D'un côté, la responsable du bureau de la formation au ministère de l'Éducation nationale, cheffe de la formation des enseignants à la DGESCO, a témoigné de la volonté du ministère de se doter des outils adéquats pour renforcer la formation des enseignants à la transmission des valeurs de la République, dont fait partie le principe d'égalité, notamment entre les sexes. Selon elle, l'intégration d'un certain nombre de valeurs 48 ( * ) dans le référentiel concerté des compétences professionnelles pour les métiers du professorat et de l'éducation doit servir de cahier des charges commun à l'ensemble des personnels, mais doit aussi être un outil de dialogue avec les personnes responsables en charge de la définition des actions mises en oeuvre au sein des écoles supérieures du professorat et de l'éducation (ESPE).

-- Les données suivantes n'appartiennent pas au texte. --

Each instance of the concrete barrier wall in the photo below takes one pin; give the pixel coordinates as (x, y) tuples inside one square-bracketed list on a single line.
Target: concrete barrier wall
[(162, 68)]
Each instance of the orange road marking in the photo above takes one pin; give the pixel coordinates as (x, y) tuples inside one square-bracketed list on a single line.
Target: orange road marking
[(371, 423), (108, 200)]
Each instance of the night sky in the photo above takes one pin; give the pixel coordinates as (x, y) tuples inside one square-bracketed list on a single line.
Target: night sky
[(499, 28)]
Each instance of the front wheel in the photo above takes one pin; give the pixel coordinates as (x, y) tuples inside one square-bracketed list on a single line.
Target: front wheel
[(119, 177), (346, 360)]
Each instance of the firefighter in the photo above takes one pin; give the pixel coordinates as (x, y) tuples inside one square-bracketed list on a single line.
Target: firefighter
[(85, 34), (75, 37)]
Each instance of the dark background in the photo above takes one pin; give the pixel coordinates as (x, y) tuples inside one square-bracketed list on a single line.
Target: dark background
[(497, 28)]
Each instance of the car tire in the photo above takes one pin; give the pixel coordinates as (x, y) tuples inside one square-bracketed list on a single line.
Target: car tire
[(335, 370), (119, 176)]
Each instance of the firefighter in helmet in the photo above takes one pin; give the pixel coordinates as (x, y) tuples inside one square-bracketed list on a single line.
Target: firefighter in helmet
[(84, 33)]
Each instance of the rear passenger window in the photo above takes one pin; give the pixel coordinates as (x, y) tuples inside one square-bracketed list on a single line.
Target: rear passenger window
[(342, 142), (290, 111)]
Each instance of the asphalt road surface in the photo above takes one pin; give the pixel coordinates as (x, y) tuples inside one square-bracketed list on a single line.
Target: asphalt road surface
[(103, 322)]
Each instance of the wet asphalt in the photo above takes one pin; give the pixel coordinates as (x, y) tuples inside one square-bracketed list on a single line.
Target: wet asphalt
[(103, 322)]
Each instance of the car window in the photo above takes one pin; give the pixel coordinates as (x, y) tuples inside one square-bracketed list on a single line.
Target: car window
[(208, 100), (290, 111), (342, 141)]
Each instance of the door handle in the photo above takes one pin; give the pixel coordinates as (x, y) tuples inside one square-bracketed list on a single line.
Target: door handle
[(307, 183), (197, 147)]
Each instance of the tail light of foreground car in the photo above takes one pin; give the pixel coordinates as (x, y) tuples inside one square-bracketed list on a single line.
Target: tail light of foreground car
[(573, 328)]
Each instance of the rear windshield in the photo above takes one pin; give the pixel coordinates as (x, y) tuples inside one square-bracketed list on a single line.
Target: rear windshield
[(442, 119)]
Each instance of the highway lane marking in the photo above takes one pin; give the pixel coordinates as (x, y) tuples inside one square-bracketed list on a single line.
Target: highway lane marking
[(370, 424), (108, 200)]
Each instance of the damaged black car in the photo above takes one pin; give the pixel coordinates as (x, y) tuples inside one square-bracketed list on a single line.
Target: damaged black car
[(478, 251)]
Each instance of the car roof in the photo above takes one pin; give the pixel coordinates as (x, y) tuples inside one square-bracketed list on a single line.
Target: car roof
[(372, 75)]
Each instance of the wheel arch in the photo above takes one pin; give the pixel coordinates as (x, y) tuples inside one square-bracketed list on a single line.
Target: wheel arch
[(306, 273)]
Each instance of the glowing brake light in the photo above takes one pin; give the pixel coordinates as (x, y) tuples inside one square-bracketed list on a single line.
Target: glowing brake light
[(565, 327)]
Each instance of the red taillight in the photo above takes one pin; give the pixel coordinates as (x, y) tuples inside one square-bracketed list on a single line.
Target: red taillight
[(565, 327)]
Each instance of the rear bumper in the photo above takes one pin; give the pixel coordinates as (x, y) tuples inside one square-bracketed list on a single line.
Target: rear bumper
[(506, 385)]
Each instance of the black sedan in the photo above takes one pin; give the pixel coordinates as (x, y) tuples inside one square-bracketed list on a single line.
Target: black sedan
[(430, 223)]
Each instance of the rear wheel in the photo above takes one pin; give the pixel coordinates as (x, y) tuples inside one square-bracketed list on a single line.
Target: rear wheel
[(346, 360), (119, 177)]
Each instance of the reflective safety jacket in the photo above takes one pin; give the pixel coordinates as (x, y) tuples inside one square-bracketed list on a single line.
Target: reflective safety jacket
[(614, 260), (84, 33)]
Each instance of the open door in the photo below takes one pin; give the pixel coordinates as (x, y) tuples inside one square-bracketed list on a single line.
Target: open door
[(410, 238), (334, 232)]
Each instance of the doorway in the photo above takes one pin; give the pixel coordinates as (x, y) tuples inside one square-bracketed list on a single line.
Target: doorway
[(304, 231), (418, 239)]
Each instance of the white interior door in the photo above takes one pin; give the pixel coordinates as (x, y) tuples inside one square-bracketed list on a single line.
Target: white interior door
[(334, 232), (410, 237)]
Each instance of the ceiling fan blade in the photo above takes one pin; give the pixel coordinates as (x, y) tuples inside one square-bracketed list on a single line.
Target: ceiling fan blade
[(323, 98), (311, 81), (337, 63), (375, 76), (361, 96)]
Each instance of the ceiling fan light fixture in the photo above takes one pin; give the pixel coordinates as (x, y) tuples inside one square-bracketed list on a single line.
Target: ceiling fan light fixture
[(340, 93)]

D'un autre côté, la description de la réalité du terrain est sans appel :
- selon Gisèle Jean, professeure de sciences économiques et sociales, co-créatrice de Corpus, groupe interassociatif et intersyndical travaillant sur les programmes scolaires, la formation continue n'existe quasiment pas ;
- d'après Fanny Lignon, enseignante-chercheure à l'Université Lyon-1, la formation initiale, déjà aléatoire, est en voie d'être réduite dans le cadre de la mise en place des ESPE .
Notre délégation ne peut se satisfaire de ce constat. Nous estimons que deux chantiers doivent être aujourd'hui considérés comme prioritaires :
- former des formateurs compétents sur le sujet ;
- consacrer un certain nombre d'heures obligatoires à la thématique au sein des maquettes des ESPE.
a) Former les formateurs
Rappelons tout d'abord que l'accès au statut de formateur est strictement encadré et que devenir formateur implique de réussir un examen professionnel exigeant, à la hauteur de l'enjeu de la tâche, qui consiste à accompagner et évaluer les pratiques pédagogiques des enseignants tout au long de leurs parcours.
Il existe ainsi deux examens spécifiques, propres au premier et au second degré.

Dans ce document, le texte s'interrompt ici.